The starting structure (based on 4W7J) was prepared at pH 3.5, the optimal pH for RB19 oxidation, by adjusting the protonation state of ionizable residues. Histidine residues were double-protonated, except for His-304 (δ-protonated) and His-115 (ε-protonated), and several aspartic acids (residues 8, 12, 84, 129, 189, 246 and 270) and glutamic acids (residues 158, 220, 225 and 432) were kept in their acidic form. The RB19 atomic charges were derived from QM calculations (see the Supplementary Methods for details of system preparation). Then, RB19 was placed manually in 20 initial random positions on the protein surface and the protein–ligand conformational space was explored with PELE [29]. Results shown are based on 160 independent 48-h PELE simulations. Enhanced local sampling on Trp-377 was obtained with a 5 ns MD simulation allowing us to investigate the effect of solvent and charge fluctuations on the oxidative tendency of Trp-377 and RB19. QM/MM calculations were performed with QSite 5.7 (Schrödinger). Trp-377 LRET pathway calculations were performed with the QM/MM e-pathway approach [32] with His-304–Arg-311, Leu-323–Ala-325, Leu-373–Gln-375 and Asp-395 in the quantum region.
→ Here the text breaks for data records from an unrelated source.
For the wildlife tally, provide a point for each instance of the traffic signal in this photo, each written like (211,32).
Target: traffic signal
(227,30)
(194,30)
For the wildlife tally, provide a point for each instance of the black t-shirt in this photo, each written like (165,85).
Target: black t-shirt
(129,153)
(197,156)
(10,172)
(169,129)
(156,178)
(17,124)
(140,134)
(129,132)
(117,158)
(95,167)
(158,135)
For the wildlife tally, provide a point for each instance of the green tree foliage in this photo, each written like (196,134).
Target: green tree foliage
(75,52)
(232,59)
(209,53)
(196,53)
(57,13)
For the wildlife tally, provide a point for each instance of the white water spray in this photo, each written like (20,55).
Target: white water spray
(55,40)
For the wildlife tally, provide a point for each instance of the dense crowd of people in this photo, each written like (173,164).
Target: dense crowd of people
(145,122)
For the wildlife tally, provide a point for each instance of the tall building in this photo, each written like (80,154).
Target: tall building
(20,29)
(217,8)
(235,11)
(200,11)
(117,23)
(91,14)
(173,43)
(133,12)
CW (continuous wave) X-band (9.8 GHz) and W-band (94.17 GHz) experiments were recorded on Bruker Elexsys spectrometers E500 and E600 respectively (see the Supplementary Methods for details). DyP (0.1 μM) activation was carried out using an enzyme/H₂O₂ molar ratio of 1:10 in tartrate, pH 3. H₂O₂ addition was done directly in the EPR tube for the X-band measurements, and the reaction time before freezing was less than 10 s. For the W-band measurements, the H₂O₂ addition was done before filling the EPR tube resulting in a longer freezing time for the sample. Spectra simulations were performed by the Easyspin 4.5.5 package using the ‘Pepper’ function [33]. Preparatory force field calculations were performed before QM/MM estimation of EPR magnetic parameters. The QM/MM calculations were performed with the MOLCAS 7.4 package [34] coupled with a modified version of the MM package Tinker 4.2. EPR magnetic parameters - g-tensors, hfcc (hyperfine coupling constant) values and Mulliken spin densities - were computed via single-point calculations on the optimized structures using the ORCA2.9 package (F. Neese, University of Bonn, Bonn, Germany). Details of the protocols used to compute the EPR parameters are reported by Bernini et al. [36,37]
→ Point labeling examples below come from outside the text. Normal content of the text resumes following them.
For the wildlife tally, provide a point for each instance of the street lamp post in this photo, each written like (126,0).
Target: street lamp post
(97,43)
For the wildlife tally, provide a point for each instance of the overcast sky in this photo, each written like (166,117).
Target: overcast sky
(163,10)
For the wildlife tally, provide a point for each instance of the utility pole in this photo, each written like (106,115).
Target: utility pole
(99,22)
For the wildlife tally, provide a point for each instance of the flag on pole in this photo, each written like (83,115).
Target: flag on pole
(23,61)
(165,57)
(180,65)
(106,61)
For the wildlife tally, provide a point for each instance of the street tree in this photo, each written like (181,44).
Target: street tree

The crystal structure of A. auricula-judae WT DyP expressed in E. coli was solved at 1.79 Å (1 Å=0.1 nm) resolution (PDB 4W7J), together with those of the Y147S, D168N, W377S, Y147S/W377S and Y147S/G169L/W377S variants (PDB codes 4W7K, 4W7L, 4W7M, 4W7N and 4W7O) solved at 1.05–1.40 Å resolution (Supplementary Table S1). The recombinant DyP is similar (0.48 Å RMSD, 1776 atoms) to the enzyme isolated from a fungal culture (PDB 4AU9). Moreover, most of the variants show crystal structures largely superimposable with that of WT DyP, except for the mutated residues.
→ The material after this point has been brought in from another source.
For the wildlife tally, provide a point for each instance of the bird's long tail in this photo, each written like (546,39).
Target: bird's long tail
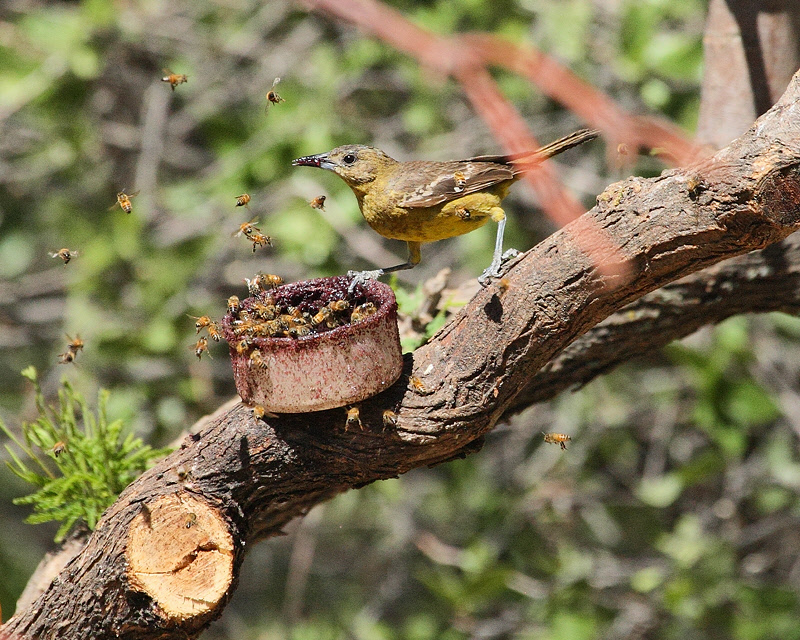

The DyP structure is formed by two domains, each of them including an antiparallel four-stranded large β-sheet and two or three helices resulting in a ferredoxin-like fold (plus two additional β-strands) (Figure 1A). The C-terminal region also includes two small additional helices extending into the N-terminal domain. In spite of the obvious similarity between the two domains, only the C-terminal domain harbours a haem cofactor. His-304 (N_ε) acts as the fifth ligand of the haem iron, with Asp-395 at 2.66 Å. At the opposite side of the haem, Asp-168 and Arg-332 occupy neighbouring positions, suggesting a contribution to the haem reaction with H₂O₂. A single cysteine residue (Cys-299) is present in the C-terminal domain of DyP. The above structural characteristics of the A. auricula-judae and other DyPs indicate a common origin with the other members of the CDE superfamily [38] comprising chlorite dismutase [39], DyP and E. coli EfeB proteins [13]. Therefore similarities in the haem pocket architecture with the superfamily of classical plant/fungal/prokaryotic peroxidases [40] result from adaptive convergence to provide similar reactivity properties to the haem cofactor (see the Supplementary Results and Discussion).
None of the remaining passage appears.